To stay in something indeterminate, and to accept that we cannot control everything, to let go of the indeterminacy but also the richness of life that offers us a thousand possibilities, without necessarily closing ourselves off into something reassuring but which then closes off other possibilities.
I didn’t really want to draw a moral from this, though, because maybe I just can’t afford it, but it had struck me how it had been for this woman a relief to be able to get rid of all the anxieties, I guess the questions she was asking herself. I know what I have to do, this is my path that has been mapped out in some way by this biology. I don’t know if that was what she meant, I say what resonated in me.
I was wondering about this today. With today I mean in this period, not really today. I’ve reached an age where people, even out of sensitivity, have stopped asking me certain things. Up to a certain age you almost take it for granted that you can ask girls: Do you have a boyfriend? Do you want children? If you just got married: when are you having children? Guess I’ve reached an age where people, out of politeness, avoid asking me things at all. Perhaps taking it for granted that there is suffering in this absence.
So I think it is necessary for there to be all these pluralities of voices that you are gathering, that your project is gathering, to show that there is not only joy in motherhood, or in the absence of motherhood suffering or lack.
I mean I make my own experience, that is complete. You as a mother have your experience, which is complete, unique by the way. It is not relatable to another’s experience. It is yours and that is fine, and it is mine, it is rich and full, it is not the result of a lack.

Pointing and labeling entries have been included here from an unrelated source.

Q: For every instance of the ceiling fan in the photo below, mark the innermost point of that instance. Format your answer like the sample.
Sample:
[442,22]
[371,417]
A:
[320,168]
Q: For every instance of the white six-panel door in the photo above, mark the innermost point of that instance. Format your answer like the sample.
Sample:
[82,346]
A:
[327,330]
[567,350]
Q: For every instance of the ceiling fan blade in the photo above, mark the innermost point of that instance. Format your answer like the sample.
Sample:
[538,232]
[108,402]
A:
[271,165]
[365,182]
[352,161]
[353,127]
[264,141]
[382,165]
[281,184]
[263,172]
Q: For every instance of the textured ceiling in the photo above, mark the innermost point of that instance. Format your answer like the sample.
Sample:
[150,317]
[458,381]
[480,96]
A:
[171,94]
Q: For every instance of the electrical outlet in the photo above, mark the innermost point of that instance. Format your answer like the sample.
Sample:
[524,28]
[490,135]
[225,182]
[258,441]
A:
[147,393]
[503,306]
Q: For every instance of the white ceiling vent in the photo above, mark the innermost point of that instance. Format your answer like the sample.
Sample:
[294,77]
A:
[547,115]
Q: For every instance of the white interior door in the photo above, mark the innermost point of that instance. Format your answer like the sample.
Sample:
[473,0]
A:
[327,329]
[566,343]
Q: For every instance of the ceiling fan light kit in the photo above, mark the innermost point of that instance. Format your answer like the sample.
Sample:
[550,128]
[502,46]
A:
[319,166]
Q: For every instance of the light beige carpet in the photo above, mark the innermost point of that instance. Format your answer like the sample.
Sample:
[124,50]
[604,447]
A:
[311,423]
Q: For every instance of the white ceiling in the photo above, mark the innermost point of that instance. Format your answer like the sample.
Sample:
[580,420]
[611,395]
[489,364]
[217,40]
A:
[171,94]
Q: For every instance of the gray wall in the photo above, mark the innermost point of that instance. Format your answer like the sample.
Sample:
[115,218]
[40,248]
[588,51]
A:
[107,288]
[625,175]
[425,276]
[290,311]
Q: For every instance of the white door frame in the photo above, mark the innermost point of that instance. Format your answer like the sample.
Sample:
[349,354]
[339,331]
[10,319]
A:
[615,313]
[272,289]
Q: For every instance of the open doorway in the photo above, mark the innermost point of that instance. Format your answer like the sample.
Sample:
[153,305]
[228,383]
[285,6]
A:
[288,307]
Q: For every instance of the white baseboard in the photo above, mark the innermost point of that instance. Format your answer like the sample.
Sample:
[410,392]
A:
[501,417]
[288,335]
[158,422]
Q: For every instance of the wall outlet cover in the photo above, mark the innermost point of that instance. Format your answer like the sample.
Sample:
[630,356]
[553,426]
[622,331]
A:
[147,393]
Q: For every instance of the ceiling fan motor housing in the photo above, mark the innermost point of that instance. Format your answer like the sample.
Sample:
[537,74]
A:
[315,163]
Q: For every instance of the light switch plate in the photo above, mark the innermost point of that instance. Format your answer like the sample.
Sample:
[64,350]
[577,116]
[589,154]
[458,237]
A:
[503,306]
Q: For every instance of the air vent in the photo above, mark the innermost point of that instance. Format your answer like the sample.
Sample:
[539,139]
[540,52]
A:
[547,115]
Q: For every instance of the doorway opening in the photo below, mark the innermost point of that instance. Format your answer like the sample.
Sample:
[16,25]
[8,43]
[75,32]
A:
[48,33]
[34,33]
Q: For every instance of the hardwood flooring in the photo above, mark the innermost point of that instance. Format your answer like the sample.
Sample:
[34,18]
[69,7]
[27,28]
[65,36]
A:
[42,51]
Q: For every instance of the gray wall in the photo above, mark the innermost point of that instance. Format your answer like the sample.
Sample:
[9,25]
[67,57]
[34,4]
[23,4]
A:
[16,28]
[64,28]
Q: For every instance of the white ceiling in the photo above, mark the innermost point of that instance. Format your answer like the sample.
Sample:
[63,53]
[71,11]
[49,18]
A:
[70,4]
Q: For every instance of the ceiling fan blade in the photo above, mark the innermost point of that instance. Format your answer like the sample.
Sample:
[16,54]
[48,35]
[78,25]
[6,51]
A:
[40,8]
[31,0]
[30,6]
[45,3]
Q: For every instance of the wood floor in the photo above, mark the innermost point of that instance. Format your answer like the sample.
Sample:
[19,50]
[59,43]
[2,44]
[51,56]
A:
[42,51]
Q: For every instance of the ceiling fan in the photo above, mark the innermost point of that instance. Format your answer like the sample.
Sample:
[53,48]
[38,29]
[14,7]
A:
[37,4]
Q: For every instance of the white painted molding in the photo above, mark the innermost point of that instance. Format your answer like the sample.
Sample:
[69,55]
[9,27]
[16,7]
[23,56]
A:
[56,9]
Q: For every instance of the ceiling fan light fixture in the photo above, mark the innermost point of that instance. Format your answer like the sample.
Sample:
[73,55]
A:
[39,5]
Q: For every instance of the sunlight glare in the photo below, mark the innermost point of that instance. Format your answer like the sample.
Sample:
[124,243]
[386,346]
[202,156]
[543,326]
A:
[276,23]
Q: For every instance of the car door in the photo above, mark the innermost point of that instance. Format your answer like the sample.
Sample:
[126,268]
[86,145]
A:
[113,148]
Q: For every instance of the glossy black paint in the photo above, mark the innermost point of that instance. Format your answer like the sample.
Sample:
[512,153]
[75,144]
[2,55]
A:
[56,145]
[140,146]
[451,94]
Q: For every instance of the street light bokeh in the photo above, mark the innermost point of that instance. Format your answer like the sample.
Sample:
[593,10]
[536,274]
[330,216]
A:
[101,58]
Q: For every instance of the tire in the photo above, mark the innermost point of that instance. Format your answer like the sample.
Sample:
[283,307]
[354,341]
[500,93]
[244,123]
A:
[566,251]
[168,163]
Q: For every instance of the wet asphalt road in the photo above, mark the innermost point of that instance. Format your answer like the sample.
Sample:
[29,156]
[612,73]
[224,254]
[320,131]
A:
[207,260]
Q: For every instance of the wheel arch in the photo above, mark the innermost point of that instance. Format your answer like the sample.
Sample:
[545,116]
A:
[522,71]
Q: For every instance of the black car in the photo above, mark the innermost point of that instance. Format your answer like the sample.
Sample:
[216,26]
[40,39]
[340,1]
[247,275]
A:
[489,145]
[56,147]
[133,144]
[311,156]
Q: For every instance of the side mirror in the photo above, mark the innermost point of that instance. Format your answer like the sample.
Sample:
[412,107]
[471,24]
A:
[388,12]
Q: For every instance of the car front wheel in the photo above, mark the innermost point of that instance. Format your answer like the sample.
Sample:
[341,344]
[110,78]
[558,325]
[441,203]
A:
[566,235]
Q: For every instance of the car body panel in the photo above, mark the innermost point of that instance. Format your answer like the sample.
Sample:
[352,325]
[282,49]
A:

How I cannot understand your experience of motherhood, you cannot understand my experience of non-motherhood, which is not merely the result of an absence, but which is full of other things. I think it is very important, to give space to these voices, which somewhat cancel out, at least redefine the stereotype of the woman who then… Better you don’t ask her because the poor woman may be suffering. Right now I don’t feel I am suffering, I am not suffering because of this issue. No, I would say not.
There is another thing I would like to point out. I think that things are very nuanced. I went through phases where I asked myself whether I wanted children in the approach of the famous biological deadline, right? And there was that phase were I actually had a bit of pressure from outside. Not so much from those who were close, but more from acquaintances. You’d better have a child, they stay anyway. Partners come and go, children remain with you, as something of heritage, to possess almost like an investment. I honestly asked myself that question, and each time the answer was: not at all. I never thought I wanted it at all costs and that’s the most authentic answer I could give myself. Then, if there are deep things, resistance… I don’t know. There certainly will be, although I think I’ve investigated a lot. But the most honest answer I could give myself is: not at all costs. I think I was honest, as I’m peaceful now that they are not here. So I am OK with that.»